Erst kurz nach Mittag erreichten sie die Ortschaft Auburn Heights, die nicht weit von der nächstgrößeren Stadt Harrisburg entfernt lag. In dieser noch jungen Siedlung sollte ihre erste »Präsentation« stattfinden.
Als die Waisenkinder die Wagons verließen und sich auf dem zugigen Bahnsteig sammelten, fiel Daniels Blick auf ein Plakat, das an der Wand zum Warteraum hing. »Becky! Sieh doch mal! Damit sind bestimmt wir gemeint!«
Becky wandte den Kopf und las nun auch, was dort angeschlagen stand. Waisenkinder suchen ein Zuhause! , lautete die Überschrift in fetten schwarzen Lettern, und darunter fanden sich in etwas kleinerer Schrift die Zeilen: Eine Gruppe von Waisenkindern unterschiedlichen Alters trifft am 2. April 1859, von New York kommend, in Auburn Heights ein. Die Präsentation der Kinder findet um 16 Uhr 30 in der Methodistenkirche St. Luke auf der Main Street statt. Alle sind eingeladen zu kommen. Dann folgte ein langer Absatz Kleingedrucktes, an den sich am Ende des Plakats wieder in größerer Schrift die Adresse eines örtlichen Kontaktbüros sowie der Name Vernon Clark, Pennsylvania Agent anschlossen.
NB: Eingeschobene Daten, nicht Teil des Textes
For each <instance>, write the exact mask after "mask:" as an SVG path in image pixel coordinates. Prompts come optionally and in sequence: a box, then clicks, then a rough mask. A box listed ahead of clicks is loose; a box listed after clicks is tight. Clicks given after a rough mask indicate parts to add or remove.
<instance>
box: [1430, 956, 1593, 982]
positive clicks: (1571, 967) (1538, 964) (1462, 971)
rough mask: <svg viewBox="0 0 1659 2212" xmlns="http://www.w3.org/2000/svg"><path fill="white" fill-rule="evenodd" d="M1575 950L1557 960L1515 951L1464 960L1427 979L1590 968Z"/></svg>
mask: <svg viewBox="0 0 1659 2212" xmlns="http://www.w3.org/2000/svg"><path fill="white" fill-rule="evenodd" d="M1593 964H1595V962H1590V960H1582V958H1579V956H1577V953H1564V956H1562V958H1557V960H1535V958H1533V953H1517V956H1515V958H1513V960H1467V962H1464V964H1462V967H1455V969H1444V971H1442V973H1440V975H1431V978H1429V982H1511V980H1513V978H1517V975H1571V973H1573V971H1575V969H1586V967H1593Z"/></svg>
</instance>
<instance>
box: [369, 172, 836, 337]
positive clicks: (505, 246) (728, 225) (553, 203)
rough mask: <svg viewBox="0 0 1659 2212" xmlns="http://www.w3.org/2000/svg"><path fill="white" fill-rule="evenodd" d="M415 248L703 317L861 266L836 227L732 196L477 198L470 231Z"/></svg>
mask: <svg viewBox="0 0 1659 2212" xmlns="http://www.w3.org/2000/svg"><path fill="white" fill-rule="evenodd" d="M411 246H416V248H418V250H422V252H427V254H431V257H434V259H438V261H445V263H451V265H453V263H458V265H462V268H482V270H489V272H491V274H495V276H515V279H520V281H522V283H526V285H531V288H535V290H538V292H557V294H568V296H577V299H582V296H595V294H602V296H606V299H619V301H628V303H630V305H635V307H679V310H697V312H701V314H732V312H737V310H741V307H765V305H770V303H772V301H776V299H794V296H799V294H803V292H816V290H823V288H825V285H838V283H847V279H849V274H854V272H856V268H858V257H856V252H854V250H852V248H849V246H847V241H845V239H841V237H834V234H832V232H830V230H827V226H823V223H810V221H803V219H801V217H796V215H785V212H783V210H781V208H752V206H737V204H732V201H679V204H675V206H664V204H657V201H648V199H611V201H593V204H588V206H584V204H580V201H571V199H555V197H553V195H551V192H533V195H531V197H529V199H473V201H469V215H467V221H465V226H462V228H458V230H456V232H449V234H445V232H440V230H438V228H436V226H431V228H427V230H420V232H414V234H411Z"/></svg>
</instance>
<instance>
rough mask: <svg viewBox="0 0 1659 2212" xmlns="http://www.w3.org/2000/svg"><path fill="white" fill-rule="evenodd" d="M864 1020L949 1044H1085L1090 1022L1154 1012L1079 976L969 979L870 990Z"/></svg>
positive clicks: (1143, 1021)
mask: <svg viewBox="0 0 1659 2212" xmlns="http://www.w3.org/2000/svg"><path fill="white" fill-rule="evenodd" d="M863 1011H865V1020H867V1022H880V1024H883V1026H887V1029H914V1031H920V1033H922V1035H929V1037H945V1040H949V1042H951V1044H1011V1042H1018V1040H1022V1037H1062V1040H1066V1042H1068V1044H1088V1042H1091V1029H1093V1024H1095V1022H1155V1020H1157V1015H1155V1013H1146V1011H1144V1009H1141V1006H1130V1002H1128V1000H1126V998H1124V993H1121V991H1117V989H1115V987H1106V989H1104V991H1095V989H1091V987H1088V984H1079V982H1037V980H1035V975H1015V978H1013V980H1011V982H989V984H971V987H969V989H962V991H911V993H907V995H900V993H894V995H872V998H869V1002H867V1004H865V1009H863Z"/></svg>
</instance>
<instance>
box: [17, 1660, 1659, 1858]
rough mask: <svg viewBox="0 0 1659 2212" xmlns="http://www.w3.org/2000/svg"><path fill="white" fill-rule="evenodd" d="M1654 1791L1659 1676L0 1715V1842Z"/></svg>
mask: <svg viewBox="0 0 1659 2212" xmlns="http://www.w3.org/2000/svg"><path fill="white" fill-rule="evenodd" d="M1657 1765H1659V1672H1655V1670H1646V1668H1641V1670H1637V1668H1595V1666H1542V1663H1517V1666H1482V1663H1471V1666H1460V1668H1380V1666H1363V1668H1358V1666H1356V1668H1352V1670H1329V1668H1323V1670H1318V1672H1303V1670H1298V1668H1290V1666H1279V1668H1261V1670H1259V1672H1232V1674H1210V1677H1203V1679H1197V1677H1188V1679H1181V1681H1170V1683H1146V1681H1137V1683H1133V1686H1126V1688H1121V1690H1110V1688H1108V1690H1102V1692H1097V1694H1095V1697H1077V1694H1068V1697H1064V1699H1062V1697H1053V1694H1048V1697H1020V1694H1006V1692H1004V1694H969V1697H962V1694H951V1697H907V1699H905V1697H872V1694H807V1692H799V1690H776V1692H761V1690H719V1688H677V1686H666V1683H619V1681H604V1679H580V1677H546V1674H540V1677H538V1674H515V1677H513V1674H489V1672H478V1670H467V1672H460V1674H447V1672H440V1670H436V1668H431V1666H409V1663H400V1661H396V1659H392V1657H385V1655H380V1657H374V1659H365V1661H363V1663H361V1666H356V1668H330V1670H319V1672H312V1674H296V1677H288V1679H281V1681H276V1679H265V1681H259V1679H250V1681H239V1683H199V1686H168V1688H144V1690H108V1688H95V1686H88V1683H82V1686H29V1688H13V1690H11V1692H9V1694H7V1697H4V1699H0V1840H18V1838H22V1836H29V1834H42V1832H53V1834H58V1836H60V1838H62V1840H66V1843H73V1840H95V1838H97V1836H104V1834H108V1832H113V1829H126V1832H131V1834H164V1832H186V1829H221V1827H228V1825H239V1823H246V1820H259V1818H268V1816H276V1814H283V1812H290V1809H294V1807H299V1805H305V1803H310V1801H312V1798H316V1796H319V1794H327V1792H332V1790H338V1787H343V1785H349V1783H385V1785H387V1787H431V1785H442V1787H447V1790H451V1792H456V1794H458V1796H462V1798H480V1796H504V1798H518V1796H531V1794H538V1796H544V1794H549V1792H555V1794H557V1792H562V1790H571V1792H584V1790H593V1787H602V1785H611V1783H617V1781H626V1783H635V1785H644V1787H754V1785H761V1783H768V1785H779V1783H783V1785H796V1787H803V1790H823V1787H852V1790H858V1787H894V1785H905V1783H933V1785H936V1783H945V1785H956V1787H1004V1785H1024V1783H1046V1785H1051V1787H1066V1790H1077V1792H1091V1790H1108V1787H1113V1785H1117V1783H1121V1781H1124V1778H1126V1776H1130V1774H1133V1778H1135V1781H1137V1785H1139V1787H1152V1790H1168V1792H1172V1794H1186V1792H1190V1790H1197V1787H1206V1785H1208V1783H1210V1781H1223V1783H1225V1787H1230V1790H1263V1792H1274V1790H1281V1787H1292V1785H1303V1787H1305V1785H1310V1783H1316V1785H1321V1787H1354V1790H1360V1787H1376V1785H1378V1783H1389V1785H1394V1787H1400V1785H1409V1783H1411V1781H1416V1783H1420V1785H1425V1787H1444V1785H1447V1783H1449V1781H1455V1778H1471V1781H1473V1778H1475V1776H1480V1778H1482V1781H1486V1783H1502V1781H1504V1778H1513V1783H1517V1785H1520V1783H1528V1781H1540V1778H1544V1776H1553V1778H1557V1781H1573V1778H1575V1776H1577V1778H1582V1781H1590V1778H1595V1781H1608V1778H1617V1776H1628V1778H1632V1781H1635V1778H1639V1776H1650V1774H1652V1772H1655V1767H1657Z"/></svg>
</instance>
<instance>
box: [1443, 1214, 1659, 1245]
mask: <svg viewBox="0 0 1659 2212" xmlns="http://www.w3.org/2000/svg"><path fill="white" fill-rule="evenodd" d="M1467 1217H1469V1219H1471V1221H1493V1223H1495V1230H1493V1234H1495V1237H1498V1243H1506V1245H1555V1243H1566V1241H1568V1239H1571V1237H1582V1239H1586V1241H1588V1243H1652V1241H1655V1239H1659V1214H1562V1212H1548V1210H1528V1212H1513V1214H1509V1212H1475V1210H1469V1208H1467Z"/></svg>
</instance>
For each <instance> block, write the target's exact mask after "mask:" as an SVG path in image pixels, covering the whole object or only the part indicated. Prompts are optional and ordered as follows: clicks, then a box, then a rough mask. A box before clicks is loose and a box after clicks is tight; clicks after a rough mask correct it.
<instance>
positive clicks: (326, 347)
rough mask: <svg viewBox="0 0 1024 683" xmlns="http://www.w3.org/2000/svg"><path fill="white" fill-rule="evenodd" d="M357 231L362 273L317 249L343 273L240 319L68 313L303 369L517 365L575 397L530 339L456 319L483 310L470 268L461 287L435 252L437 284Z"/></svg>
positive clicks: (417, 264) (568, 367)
»Vielleicht finden wir hier schon eine Familie, Becky!«
»Rechne besser nicht zu fest damit«, dämpfte sie seinen Optimismus. »Es wird seinen Grund haben, warum die Organisation in New York davon ausgeht, dass die Reise nicht schon hier, sondern erst irgendwo im Prärieland von Indiana endet.«
Alle Kinder empfanden es als angenehme Überraschung, dass sie sich nicht direkt von der Bahnstation in die Methodistenkirche begaben, sondern von Georgia Cunningham zuerst in das gegenüberliegende Hotel geführt wurden, das Reisenden mit bescheidenen Ansprüchen eine preiswerte Übernachtungsmöglichkeit bot.
»Hier müssen wir euch erst einmal wieder präsentabel machen!«, verkündete Georgia Cunningham im großen Speiseraum, bevor sie in kleinen Gruppen auf die Zimmer verteilt wurden.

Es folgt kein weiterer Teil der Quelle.